Time locality Errors and faults are more likely to appear earlier in the life cycle of a truck compared to others. More generally, certain faults might cluster in time, which means that their respective claims will not be independent. For example, if component A brakes in Truck X, perhaps component B is more likely to break next. In this work, we ignored “time locality”, which we plan to investigate further in the future, along with its implications to training and evaluating machine learning models.

Non-optimized unilingual model Our application of DistilBERT assisted in the exploration of the proposed framework’s resource efficiency. At the same time, however, we note that it may underperform compared to XLM-R. Future research should explore whether a non-optimized unilingual model, such as native BERT, can meet the performance of the multilingual XLM-R.

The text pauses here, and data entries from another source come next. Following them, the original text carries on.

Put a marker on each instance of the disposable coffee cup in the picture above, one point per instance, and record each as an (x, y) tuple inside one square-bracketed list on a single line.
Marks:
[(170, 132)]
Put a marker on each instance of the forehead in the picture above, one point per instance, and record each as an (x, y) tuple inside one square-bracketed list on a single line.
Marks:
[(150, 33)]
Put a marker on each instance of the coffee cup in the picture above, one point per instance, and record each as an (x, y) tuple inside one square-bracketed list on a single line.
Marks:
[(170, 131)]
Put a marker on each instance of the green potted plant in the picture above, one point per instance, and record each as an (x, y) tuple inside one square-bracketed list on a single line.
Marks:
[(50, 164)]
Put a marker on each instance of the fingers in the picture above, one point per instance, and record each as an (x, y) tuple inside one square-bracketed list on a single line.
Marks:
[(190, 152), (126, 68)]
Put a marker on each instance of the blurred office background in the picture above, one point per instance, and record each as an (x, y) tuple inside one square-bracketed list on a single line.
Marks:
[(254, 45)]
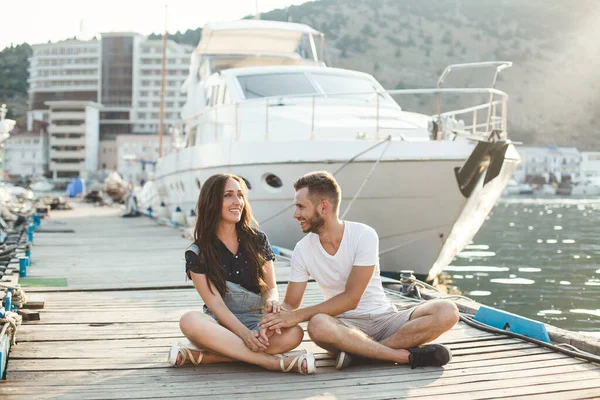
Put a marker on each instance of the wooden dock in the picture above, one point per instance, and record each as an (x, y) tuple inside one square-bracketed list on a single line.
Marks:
[(107, 333)]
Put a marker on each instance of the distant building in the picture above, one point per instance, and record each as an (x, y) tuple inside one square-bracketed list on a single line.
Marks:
[(590, 164), (67, 70), (122, 71), (548, 161), (73, 132), (107, 155), (136, 155), (26, 154)]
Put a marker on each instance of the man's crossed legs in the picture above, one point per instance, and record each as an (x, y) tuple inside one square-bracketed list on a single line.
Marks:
[(394, 336)]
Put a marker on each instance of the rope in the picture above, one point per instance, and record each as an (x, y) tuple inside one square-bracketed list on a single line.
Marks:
[(388, 139), (18, 295), (11, 321)]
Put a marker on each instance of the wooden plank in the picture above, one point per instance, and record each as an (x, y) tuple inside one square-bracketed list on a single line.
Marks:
[(113, 343), (230, 372), (436, 382)]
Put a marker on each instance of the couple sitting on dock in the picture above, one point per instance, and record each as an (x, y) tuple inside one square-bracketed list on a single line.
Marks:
[(231, 266)]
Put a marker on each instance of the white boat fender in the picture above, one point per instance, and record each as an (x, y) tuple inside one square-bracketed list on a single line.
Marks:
[(178, 217), (163, 211)]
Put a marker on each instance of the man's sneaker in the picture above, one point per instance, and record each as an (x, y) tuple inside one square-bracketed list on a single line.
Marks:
[(342, 360), (430, 355)]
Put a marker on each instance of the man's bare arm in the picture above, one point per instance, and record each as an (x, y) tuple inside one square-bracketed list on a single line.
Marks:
[(348, 300)]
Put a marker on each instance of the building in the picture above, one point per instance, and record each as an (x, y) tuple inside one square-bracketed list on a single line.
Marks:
[(136, 155), (147, 82), (590, 164), (66, 70), (26, 154), (560, 162), (73, 136), (121, 71)]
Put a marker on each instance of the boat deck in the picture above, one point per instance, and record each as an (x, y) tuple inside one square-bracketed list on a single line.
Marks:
[(106, 335)]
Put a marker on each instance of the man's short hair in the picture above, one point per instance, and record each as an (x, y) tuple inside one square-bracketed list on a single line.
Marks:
[(321, 185)]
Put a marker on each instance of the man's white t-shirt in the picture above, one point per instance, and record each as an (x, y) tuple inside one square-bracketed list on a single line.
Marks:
[(359, 247)]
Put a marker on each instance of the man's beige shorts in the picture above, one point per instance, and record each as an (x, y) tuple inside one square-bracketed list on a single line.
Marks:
[(380, 326)]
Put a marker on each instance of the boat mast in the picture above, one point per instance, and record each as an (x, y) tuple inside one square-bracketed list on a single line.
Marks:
[(161, 126)]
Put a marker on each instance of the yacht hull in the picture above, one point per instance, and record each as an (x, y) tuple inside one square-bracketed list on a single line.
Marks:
[(412, 197)]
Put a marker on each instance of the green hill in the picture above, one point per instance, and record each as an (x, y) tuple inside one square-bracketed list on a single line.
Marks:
[(554, 86)]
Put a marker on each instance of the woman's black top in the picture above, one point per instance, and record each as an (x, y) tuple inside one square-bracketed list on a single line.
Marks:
[(237, 268)]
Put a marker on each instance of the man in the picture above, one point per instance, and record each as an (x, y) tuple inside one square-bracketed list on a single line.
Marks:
[(356, 317)]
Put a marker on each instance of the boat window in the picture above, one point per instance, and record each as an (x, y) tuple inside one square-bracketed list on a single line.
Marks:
[(266, 85), (221, 97), (345, 85), (212, 95), (226, 96)]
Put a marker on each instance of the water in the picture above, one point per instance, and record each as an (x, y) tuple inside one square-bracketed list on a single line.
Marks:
[(539, 258)]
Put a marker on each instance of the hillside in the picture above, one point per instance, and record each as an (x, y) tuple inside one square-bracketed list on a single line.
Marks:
[(554, 86)]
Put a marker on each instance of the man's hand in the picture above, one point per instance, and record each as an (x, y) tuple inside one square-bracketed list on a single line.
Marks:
[(265, 334), (284, 319), (252, 340), (272, 306)]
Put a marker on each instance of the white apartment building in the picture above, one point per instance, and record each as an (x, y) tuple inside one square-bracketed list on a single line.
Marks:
[(26, 154), (590, 164), (122, 71), (147, 83), (66, 70), (136, 155), (73, 136), (543, 161)]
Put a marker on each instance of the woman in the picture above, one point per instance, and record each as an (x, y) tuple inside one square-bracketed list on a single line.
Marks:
[(231, 265)]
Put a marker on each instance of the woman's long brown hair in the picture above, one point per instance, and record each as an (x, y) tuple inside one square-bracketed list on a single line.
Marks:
[(209, 211)]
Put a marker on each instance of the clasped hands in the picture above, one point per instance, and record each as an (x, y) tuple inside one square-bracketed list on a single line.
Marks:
[(275, 318)]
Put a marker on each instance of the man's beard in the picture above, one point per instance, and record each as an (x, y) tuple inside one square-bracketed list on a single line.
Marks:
[(315, 223)]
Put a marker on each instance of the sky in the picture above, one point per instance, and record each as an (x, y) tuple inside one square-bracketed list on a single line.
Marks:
[(37, 21)]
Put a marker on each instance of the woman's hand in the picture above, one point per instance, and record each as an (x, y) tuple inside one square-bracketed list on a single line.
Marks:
[(272, 306), (252, 340)]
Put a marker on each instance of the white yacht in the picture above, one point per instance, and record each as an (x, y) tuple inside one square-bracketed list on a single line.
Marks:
[(262, 104), (589, 186)]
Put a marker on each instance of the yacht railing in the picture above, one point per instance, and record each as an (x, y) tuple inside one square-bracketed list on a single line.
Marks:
[(230, 122)]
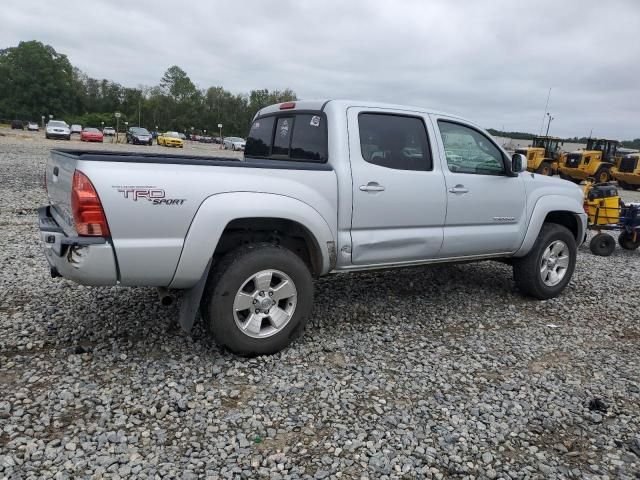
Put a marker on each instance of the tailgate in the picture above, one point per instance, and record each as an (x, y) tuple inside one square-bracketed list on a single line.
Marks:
[(59, 177)]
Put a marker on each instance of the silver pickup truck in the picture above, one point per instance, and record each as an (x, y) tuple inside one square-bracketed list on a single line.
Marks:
[(323, 187)]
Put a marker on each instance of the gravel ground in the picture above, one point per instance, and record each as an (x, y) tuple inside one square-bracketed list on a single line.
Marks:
[(440, 372)]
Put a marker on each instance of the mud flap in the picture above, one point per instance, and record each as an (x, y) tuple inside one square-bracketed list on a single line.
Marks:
[(190, 301)]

Metadata We only considered the text of the problem or the symptom, in this study, ignoring any metadata. We note, however, that predictive power may exist in the metadata in the issue management system. The location, the vehicle model, the time of the year, etc. can assist the classification and improve the performance. The assessment of the value of using metadata as input for automotive fault nowcasting is a research direction that should be explored in future work.

6 Conclusion

We presented the first large-scale study that demonstrates the applicability of automated fault report management in the automotive domain and show a possible workflow for applying such a system in an automotive industry scenario. This study showed that the textual descriptions of symptoms can be used to early diagnose the root causes and hence facilitate effectiveness, efficiency and decision-making of the automotive industry and management therein. Empirical findings, using data from vehicle fleets, revealed that Transformer-based models can adequately address this large-scale multilingual multiclass text classification task, opening the way for the application of the same workflow on similar domains. Our findings show that translation-based data assist low-represented classes while, when translation is not an option, using a model pre-trained on multilingual data or fine-tuning a model pre-trained on English data can perform equally well, or even better for high-frequency classes. Also, the relatively low performance of low-frequency classes can be improved with oversampling, a direction we plan to investigate further in future work, along with hierarchical classification and the exploitation of more (labeled and unlabeled) data. Further directions for future work comprise the study of time locality, the assessment of metadata as input, and the use of conformal prediction to assist the human expert. Also, although the focus of this study is within the automotive domain, the applicability of the proposed method goes beyond, concerning any troubleshooting point where fault claims are received in textual form. Therefore, a final direction for future work is the application to other areas, where results are of high value for all actors with a need for the diagnosis of complex systems, especially when the actor is global. In addition to heavy vehicles, this comprises the light vehicle industry, rail-based vehicle industry, process industry, defence industry, and consumer products.